Chatterbox

How Bush Stays Green

By insisting greenhouse gases aren’t pollution.

In tonight’s presidential debate, President Bush said—twice—”The quality of the air is cleaner since I’ve been the president.” The data on which Bush based that claim were contained in a series of reports issued annually by the Environmental Protection Agency on the six principal air pollutants as defined by the Clean Air Act. The six pollutants are: ozone (smog), carbon monoxide (tailpipe emissions), nitrogen dioxide (tailpipe and power plant emissions), particulates (soot), sulfur dioxide (the stuff that stinks up northern New Jersey), and lead (nowadays mainly a byproduct of smelting and battery-manufacturing). Emissions of these nasty substances do indeed go down every year, and have done so since 1970; you can thank the rise of environmentalism and the decline of heavy industry due to globalization.

For years, environmentalists have sought to put a seventh pollutant onto that list: carbon dioxide, which is the principal contributor to man-made global warming. Carbon dioxide emissions have not been declining every year. Between 1990 and 2002, they increased 17 percent. That’s more Bill Clinton’s fault than George W. Bush’s, since Clinton was president for eight of those years while Bush was president for only one. But the Clinton administration’s EPA was at least willing to acknowledge, in 1998, that carbon dioxide was a pollutant, one that potentially could be regulated under the Clean Air Act. The Bush administration, a little over a year ago, reversed that decision, declaring that carbon dioxide wasn’t a pollutant, even though the EPA’s own Web site acknowledges that human activity is the principal cause for a buildup of carbon dioxide in the atmosphere, and that a scientific consensus recognizes that this is warming the Earth.

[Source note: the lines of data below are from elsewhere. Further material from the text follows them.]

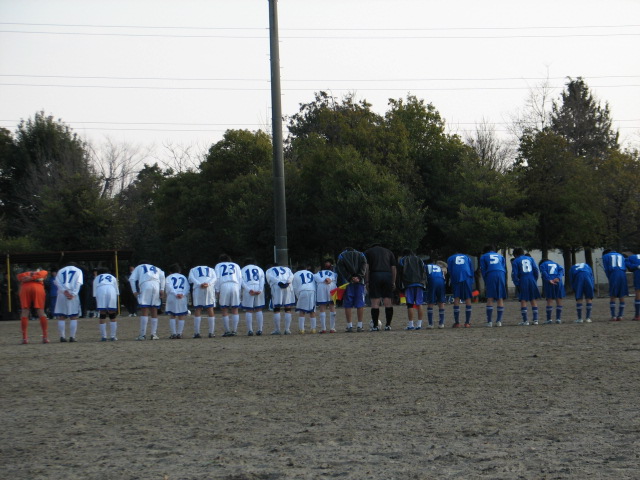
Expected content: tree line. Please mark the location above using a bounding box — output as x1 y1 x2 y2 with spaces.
0 78 640 265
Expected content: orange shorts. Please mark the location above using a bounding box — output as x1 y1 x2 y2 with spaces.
20 282 45 308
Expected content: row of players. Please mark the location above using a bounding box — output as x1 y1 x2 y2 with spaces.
18 247 640 343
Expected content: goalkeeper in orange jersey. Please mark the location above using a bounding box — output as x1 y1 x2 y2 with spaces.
18 269 49 344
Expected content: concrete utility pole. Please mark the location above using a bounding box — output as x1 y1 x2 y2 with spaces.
269 0 289 265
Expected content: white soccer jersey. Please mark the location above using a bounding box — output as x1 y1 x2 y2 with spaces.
165 273 190 315
240 265 265 310
266 267 296 307
54 267 84 317
93 273 120 311
313 270 338 305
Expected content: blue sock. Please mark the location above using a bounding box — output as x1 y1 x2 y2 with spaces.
487 305 493 323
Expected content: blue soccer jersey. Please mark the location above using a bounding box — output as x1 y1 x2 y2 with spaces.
540 260 566 300
602 252 629 298
511 255 540 302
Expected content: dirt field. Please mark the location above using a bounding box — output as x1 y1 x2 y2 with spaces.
0 298 640 480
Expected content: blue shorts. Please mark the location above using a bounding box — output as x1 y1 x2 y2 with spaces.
404 286 424 307
425 282 445 305
452 280 473 300
342 283 365 308
484 271 507 299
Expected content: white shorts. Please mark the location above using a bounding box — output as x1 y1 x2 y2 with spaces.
165 295 189 315
191 285 216 308
296 290 316 313
241 289 264 310
218 282 240 308
96 285 118 311
54 292 80 318
271 285 296 307
138 282 162 308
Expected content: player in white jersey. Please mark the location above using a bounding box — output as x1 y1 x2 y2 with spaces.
129 262 165 340
240 258 264 336
189 265 218 338
54 263 84 342
164 263 190 339
93 268 120 342
266 266 296 335
216 253 242 337
313 260 338 333
293 267 316 334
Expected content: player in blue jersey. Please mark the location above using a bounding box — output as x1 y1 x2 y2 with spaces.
602 250 629 322
539 258 566 324
625 254 640 321
398 248 427 330
425 263 445 328
569 263 594 323
165 263 191 339
93 268 120 342
480 245 507 327
314 259 340 333
336 247 368 333
511 248 540 325
447 253 473 328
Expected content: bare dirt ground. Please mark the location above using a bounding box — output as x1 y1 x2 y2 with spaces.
0 298 640 480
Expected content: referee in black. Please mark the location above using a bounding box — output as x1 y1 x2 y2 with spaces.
364 243 397 332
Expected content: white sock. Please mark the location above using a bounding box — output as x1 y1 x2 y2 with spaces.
256 310 264 332
69 320 78 338
140 317 149 335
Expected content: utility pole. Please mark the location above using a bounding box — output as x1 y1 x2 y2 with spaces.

When the EPA’s general counsel issued his ruling declaring that carbon dioxide was not a pollutant, I noted that this was mainly a sop to the automobile manufacturers. Now, however, I realize that there was an additional consideration. If carbon dioxide had been declared a pollutant and the EPA had started counting carbon dioxide emissions along with emissions of the other six chemicals, it no longer would have been possible for Bush to claim that air quality improved during his presidency. To acknowledge the problem would have been to admit failure. Better to pretend it doesn’t exist.